1 Peter 2:2-3 “Like newborn babies, crave pure spiritual milk, so that by it you may grow up in your salvation, now that you have tasted that the Lord is good.”

When Peter compares us to newborn babies , he is not criticizing our lack of spiritual maturity. The term is used that way other places in Scripture, but here he puts a positive spin on the idea. Nor is he opposing growth and maturity, as though we should remain spiritual infants forever. He specifically tells us that he wants us to grow up in our salvation. More about that in just a moment.

His one point of comparison between us and newborns is this: There is only one food appropriate for newborn babies (at least, before the development of infant formula). That is their mother’s milk. It is the only thing the baby wants. It is the only thing the baby’s body can handle. Variety may be the spice of life, but variety is no good when it comes to feeding infants. They need nothing but their mother’s milk.

In the same way we who are God’s newborns by faith need only one thing on which to feed– the pure, spiritual milk of the Word. It is the only thing our faith wants. It is the only thing our faith can handle. Any variety mixed in from human philosophy, false doctrine or theology, or human speculation threatens to make us sick or could even be fatal.

And in order for that spiritual milk to be truly nourishing for our souls, to truly grow us up in our salvation, it must contain God’s word of Gospel, his good news in Jesus Christ. A favorite used bookstore of mine has a large religious books section. There you will find a few shelves with Bibles, Bible commentaries, church history, and various world religions. But what fills row after row and shelf after shelf are books on “Christian living.” I won’t say that those books contain no useful information. Maybe you can find helpful hints for dealing with some issue in your life.

But without the gospel of God’s love for you in Jesus, such books cannot grow you up in your salvation. Without God’s promises detailing what he is doing for you, there is no food for your soul, no nourishment for your faith, no matter how helpful the words may be for solving problems. You don’t grow closer to God when he is telling you what to do. Your trust in him doesn’t become more secure when you are concentrating on how your life matches up with his commands. Your heart’s intent to do things his way, your willpower to avoid sin and pursue love, doesn’t come from doing what God demands.

God is drawing you closer, making you stronger, and driving faith deeper, when the words on which our faith is feeding are about the things he does for us. That good news is not a limited subject that fits into a few paragraphs or a chapter in a book. It spans all the love that God has had for you from electing you to be his own child even before he created the word; to directing the course of human history to prepare the way for Jesus; to Jesus’ whole life of love; to the events of his trial, cross, and empty tomb we know so well; to his running the word for us from heaven; to his promise to return to take us there.

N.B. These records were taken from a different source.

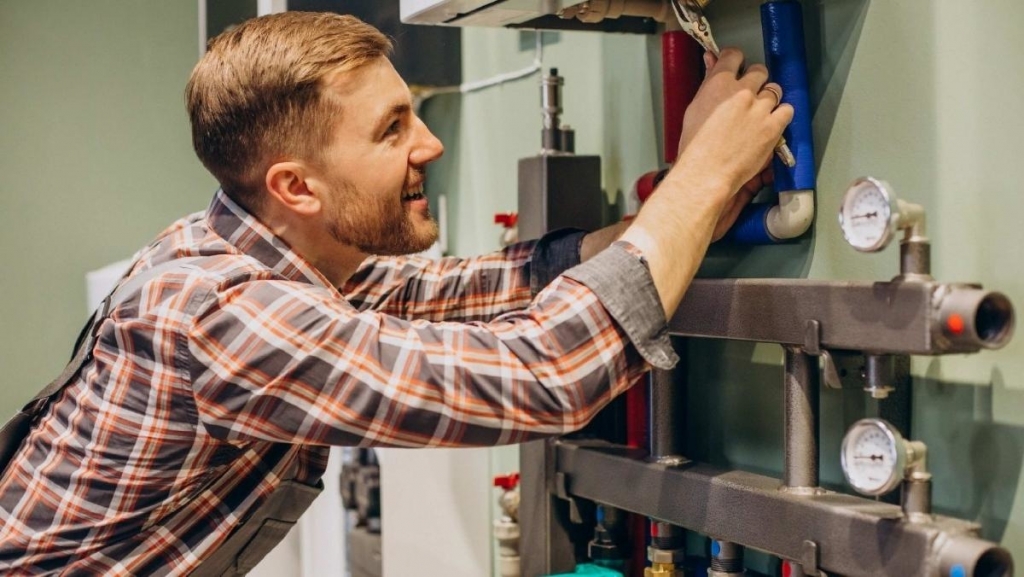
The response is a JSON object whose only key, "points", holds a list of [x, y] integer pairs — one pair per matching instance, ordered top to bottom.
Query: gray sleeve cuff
{"points": [[553, 254], [623, 282]]}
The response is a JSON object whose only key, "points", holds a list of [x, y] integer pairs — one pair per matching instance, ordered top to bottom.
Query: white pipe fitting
{"points": [[793, 215]]}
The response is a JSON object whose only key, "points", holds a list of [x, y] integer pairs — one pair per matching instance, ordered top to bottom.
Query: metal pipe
{"points": [[681, 76], [551, 107], [918, 318], [976, 318], [880, 375], [801, 394], [666, 397], [666, 407], [863, 536], [726, 560]]}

It is expressed in his promise to forgive our sins, declare us not guilty of them, reconcile us to himself, come to us in word and sacrament, give us his Holy Spirit, and ultimately raise us from the dead. The Gospel of God’s love for you is a gem with many, many facets. There are far too few books whose expressed purpose is to help us mine the Bible’s riches in exploring each one.

This is the spiritual food our hearts need. Let’s crave and consume this pure spiritual milk, so that we can grow up in our salvation.